The Corsican Brothers
by [?]

“Well, I think I have then been tolerably fortunate, for if I have seen
right, yours is the only house in the village, that is not fortified.”

“This proves how much I have degenerated; for my father, my grandfather, or
any one of my forefathers would have taken part for one or other of the two
parties which have divided this village for the last ten years. Well, and do you
know what I am in all this, in the midst of the report of guns, the strokes of
knives, and the blows of stilettos! I am arbiter. You came to the province of
Sartene to see bandits, did you not? Well, come with me this evening, and I’ll
show you one.”

“How! You permit me then to accompany you?”

“Oh! yes; if it amuses you, it depends entirely upon yourself.”

“I certainly accept your invitation with great pleasure.”

“Your signoria must be very much fatigued,” said Madame de Franchi, casting a
glance at her son, as if she had partaken of the shame he felt at the
degeneration of Corsica.

“No, mother, no, he must come; and when in some Parisian saloon, they will
speak hereafter before monsieur of these terrible vendettas, and of those cruel
bandits, who yet frighten the young children at Bastia and Ajaccio, he can at
least shrug his shoulders and tell them all about it.”
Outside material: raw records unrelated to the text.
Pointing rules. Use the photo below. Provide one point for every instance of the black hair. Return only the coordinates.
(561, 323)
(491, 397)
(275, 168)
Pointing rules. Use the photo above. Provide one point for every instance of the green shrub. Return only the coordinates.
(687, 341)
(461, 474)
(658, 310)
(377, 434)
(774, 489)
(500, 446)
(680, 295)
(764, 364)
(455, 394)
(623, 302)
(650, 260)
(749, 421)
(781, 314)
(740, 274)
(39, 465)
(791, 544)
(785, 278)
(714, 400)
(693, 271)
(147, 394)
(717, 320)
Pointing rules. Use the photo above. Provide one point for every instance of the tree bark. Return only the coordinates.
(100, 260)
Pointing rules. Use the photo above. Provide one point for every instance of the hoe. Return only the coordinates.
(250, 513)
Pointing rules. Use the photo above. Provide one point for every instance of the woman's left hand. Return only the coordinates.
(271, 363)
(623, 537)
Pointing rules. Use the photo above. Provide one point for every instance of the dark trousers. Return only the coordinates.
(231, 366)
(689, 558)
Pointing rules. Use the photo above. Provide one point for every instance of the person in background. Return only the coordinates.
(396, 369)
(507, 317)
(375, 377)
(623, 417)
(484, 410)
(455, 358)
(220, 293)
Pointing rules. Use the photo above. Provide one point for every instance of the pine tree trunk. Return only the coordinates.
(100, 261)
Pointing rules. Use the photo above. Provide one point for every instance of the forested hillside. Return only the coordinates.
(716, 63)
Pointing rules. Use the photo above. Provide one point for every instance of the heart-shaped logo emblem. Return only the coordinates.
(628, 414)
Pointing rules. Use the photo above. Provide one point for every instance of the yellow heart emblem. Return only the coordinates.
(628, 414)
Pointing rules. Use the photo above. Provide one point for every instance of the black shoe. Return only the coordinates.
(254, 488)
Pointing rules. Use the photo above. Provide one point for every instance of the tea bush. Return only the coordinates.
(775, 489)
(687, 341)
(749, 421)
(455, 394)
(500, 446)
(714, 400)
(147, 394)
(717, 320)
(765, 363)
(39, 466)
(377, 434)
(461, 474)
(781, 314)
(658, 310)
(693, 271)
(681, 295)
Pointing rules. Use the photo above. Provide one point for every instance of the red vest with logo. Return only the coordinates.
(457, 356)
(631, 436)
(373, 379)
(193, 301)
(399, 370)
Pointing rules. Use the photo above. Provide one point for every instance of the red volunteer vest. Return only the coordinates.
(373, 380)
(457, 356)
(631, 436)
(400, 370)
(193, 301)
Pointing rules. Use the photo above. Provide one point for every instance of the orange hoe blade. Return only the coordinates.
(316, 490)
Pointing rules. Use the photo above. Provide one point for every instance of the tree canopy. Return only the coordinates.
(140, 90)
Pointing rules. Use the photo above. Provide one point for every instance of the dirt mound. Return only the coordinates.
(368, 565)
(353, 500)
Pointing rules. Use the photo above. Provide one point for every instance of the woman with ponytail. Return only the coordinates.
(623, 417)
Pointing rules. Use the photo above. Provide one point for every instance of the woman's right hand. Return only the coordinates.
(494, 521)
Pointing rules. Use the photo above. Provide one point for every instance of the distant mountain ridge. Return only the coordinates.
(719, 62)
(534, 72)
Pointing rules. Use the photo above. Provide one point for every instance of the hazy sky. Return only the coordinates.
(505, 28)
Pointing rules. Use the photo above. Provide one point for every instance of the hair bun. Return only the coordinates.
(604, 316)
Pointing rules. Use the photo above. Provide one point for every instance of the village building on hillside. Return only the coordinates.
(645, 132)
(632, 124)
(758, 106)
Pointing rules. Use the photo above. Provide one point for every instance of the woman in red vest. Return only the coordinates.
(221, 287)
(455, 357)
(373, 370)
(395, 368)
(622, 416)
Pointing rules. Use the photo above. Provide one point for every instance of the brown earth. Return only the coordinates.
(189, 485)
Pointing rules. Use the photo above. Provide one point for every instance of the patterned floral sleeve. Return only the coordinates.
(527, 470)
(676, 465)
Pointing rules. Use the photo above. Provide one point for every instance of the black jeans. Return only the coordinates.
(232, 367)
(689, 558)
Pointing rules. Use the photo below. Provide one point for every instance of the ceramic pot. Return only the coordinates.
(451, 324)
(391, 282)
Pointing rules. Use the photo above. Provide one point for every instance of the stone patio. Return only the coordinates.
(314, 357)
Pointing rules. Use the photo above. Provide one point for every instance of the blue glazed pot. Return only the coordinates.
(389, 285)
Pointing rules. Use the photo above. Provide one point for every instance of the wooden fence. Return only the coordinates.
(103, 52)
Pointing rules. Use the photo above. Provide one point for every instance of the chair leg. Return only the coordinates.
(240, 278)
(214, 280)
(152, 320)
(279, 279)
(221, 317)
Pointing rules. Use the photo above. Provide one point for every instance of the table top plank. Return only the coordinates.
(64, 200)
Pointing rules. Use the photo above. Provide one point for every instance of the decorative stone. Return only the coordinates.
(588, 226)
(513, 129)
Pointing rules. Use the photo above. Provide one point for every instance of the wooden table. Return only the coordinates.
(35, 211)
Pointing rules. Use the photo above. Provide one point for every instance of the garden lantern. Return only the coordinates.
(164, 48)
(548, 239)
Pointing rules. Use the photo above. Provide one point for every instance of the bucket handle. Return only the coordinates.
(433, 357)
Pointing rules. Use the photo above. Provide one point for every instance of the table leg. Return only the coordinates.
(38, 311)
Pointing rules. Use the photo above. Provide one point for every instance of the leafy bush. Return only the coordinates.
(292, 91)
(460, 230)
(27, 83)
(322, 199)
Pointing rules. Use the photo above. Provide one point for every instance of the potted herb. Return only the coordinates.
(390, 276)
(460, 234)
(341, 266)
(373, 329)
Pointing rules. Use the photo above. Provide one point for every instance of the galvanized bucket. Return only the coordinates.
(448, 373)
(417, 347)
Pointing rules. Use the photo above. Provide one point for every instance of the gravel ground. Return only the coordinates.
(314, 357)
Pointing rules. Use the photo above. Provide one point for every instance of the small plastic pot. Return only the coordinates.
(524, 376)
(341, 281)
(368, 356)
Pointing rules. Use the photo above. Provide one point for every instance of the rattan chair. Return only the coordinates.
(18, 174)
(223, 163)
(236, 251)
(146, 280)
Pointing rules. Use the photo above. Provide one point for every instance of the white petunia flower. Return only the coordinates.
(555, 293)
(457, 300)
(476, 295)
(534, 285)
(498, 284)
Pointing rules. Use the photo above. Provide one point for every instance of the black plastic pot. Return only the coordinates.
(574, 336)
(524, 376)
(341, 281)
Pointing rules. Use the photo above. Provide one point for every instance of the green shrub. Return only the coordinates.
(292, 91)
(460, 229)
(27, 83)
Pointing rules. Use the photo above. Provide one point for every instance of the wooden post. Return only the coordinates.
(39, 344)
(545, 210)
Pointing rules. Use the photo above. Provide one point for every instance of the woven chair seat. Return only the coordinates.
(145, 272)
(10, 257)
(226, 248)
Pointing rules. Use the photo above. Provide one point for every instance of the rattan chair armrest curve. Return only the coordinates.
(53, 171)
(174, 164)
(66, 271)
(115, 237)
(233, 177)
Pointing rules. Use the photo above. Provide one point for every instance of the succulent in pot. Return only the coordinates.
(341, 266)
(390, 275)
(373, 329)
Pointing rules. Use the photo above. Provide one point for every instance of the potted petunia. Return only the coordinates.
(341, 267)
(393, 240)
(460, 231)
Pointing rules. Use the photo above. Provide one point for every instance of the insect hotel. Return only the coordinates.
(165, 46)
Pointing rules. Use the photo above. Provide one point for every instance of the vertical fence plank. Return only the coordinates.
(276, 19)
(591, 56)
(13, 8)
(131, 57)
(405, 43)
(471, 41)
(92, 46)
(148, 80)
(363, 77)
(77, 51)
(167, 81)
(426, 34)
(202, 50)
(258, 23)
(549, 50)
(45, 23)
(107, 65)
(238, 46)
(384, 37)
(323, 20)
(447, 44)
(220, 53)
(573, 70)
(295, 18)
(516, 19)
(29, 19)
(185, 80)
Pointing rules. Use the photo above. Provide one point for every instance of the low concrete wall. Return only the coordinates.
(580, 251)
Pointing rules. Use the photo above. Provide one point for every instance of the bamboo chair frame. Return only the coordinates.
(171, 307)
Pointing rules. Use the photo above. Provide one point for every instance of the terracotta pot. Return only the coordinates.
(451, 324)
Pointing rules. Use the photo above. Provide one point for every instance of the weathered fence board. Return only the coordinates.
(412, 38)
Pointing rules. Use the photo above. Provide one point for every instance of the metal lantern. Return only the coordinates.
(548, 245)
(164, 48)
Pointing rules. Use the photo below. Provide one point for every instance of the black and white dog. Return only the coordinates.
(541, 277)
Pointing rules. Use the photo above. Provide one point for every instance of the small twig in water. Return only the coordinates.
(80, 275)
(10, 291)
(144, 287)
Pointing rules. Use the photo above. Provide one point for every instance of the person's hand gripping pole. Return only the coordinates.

“But what gave rise originally to this great quarrel, which as it appears is
now on the point of being settled peaceably?”

“Ah!” said Lucien, “in a quarrel, the origin is not of any consequence—but
the result. If a fly, in crossing a man’s path, has occasioned his death, the
man is not the less dead for that.”

I saw that he felt some reluctance to tell me the cause of this terrible mar,
which had for ten years desolated the village of Sullacaro. But, as a matter of
course, the more reserved I found him, the more inquisitive I became.

“But this quarrel must have had an origin,” said I. “Perhaps the reason for
it is a secret?”

“Oh! no, not at all. The matter originated between the Orlandi and the
Colonna.”

“On what occasion?”

“A hen escaped from the yard of the Orlandi, and flew over into that of the
Colonna. The Orlandi went over to claim their hen, but the Colonna refused to
give it up, claiming it as their own; the Orlandi then threatened to take them
before a justice of the peace. The old mother Colonna, who kept the hen in her
hands, then twisted its neck, and threw it into her neighbor’s face: saying,
‘Well then, if she belongs to you, eat her.’ One of the Orlandi then picked up
the hen, and was going to strike the offender with it; but at that moment, one
of the Colonna, who, unfortunately, had a loaded gun in his hand, took aim at
him, and shot him dead on the spot.”

“And how many lives have now paid for this scuffle?”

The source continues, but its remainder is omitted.